Müller-Enbergs untersucht und vergleicht diese Dokumente, zieht eine Fülle anderer Unterlagen heran und stellt seine Betrachtungen in den Kontext der jeweiligen, sich durch politische Entwicklungen ebenfalls verändernden, Aufgaben und Bedingungen der Arbeit des MfS. Damit geht er über faktologisches Sammlertum hinaus - liefert eine gediegene erste Analyse zum Thema. Der Verzicht auf Fallbeispiele ist ein weiteres Indiz für den sachlich forschenden, auch mal auf populäre Headlines verzichtenden, Arbeitsstil. Wer freilich eine Entlastungsbroschüre erwartet, setzt aufs falsche Buch.

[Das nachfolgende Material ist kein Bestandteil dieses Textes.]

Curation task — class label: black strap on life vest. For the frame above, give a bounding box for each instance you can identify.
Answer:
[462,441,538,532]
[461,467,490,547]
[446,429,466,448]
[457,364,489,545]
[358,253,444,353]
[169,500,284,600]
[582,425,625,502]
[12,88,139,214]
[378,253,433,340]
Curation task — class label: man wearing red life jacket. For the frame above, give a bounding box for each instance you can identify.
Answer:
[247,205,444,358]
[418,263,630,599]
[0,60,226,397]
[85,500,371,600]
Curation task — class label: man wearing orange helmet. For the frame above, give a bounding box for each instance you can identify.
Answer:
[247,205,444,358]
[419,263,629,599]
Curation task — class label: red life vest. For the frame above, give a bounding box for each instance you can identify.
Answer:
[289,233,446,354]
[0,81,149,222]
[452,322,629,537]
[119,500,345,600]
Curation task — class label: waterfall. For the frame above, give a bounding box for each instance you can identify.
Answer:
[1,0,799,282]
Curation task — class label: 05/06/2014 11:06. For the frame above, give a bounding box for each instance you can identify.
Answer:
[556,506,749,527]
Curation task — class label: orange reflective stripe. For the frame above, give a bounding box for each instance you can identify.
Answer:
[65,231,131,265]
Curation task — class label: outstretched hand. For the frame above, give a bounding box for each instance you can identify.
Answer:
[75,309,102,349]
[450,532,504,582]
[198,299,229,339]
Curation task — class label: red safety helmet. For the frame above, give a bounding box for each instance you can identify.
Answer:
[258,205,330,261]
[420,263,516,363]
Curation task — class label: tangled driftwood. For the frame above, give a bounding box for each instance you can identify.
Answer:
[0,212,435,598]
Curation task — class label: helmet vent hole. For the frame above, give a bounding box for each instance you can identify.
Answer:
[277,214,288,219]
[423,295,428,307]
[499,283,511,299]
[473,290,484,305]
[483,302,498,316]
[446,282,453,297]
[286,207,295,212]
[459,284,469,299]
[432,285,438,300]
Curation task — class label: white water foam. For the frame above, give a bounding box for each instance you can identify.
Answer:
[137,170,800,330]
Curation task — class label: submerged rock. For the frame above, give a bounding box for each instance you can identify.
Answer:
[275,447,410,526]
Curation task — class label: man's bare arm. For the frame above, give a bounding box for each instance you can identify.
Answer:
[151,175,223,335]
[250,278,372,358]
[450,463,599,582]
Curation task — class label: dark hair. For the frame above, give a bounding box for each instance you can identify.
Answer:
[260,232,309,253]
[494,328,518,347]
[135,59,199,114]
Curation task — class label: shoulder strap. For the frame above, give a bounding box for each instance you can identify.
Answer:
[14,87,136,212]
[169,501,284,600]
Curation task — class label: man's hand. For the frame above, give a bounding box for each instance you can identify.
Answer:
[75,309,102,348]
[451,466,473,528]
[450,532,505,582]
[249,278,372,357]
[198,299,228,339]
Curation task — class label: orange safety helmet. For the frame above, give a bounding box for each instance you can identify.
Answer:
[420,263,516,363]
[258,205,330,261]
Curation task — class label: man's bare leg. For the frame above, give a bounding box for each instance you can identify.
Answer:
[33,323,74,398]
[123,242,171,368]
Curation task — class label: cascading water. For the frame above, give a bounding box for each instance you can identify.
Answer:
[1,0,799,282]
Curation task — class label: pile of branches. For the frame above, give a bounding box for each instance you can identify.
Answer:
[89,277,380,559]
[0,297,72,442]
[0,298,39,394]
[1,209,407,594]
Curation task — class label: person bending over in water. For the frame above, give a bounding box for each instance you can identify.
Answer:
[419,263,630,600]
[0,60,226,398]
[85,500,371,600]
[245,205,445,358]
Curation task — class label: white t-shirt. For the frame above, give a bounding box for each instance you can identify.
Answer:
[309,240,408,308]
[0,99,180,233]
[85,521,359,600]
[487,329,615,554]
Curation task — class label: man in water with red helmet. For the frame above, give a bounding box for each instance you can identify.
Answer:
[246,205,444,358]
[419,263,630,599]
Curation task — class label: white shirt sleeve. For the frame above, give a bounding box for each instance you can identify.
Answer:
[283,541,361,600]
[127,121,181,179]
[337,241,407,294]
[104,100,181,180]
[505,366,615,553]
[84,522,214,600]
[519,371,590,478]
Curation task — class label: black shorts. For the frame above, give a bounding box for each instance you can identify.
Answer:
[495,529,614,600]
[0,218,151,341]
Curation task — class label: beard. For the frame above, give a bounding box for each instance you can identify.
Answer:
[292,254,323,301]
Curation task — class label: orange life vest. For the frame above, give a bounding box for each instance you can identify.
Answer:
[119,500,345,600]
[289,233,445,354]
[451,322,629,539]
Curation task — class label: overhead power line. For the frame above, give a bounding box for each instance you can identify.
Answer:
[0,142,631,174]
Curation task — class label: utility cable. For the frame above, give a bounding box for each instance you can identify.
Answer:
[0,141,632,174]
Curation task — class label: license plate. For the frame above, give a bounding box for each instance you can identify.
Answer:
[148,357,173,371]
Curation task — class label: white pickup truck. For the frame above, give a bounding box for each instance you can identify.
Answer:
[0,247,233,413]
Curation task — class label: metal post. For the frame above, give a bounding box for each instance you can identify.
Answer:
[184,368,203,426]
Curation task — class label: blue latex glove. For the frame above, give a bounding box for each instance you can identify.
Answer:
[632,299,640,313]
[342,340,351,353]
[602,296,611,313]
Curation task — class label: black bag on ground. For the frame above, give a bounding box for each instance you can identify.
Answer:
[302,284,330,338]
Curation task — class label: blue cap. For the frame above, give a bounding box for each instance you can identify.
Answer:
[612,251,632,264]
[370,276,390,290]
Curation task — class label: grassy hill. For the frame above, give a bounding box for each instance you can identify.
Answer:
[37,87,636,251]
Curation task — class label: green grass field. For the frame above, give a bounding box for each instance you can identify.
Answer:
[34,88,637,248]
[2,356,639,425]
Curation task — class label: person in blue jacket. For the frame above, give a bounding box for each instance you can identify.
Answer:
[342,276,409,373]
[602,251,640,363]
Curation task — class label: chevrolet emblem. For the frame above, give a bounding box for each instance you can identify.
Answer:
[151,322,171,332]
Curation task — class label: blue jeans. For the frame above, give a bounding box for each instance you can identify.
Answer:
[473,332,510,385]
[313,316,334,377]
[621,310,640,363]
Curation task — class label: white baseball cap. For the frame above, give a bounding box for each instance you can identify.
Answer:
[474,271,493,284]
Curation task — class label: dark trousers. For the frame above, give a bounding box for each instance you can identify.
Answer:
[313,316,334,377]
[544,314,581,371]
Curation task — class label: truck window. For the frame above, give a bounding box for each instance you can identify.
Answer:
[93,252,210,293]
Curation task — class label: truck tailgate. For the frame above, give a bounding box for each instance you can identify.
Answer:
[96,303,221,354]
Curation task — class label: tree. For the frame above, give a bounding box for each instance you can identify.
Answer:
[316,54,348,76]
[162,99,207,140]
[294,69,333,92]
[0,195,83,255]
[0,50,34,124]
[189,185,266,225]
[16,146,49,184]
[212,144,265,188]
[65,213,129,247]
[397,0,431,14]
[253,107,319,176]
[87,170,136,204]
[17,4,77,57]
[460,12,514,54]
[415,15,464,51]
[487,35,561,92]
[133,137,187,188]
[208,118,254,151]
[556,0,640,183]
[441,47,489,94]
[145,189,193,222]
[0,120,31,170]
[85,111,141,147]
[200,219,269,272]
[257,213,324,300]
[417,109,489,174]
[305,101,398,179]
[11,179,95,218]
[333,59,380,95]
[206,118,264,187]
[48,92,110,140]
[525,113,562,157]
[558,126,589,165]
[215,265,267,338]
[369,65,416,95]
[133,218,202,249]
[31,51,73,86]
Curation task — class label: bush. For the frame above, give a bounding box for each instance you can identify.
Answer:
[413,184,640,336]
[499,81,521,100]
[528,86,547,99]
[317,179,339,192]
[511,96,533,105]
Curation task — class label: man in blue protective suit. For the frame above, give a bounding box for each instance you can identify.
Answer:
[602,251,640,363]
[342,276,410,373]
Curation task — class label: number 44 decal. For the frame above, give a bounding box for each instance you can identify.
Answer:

Müller-Enbergs ist ein Mann von draußen - und also frei zumindest von DDR-Einbindungen. Ein Vorzug dann für Analysen, wenn nicht eine andere Zeitgeistbindung den Blick bestimmt. Durchaus möglich also, daß der eine oder andere Leser Fakten und Zusammenhänge völlig anders beurteilt, und wieder andere monieren vielleicht, daß hier zu zach mit einer Unterabteilung des Bösen umgegangen wurde - Sachlichkeit hat selten eine Chance gegen Borniertheit und Ignoranz.

Anders als im Kintopp, da klappt es manchmal. Doch im Film wie im wirklichen Leben gilt: Cui bono?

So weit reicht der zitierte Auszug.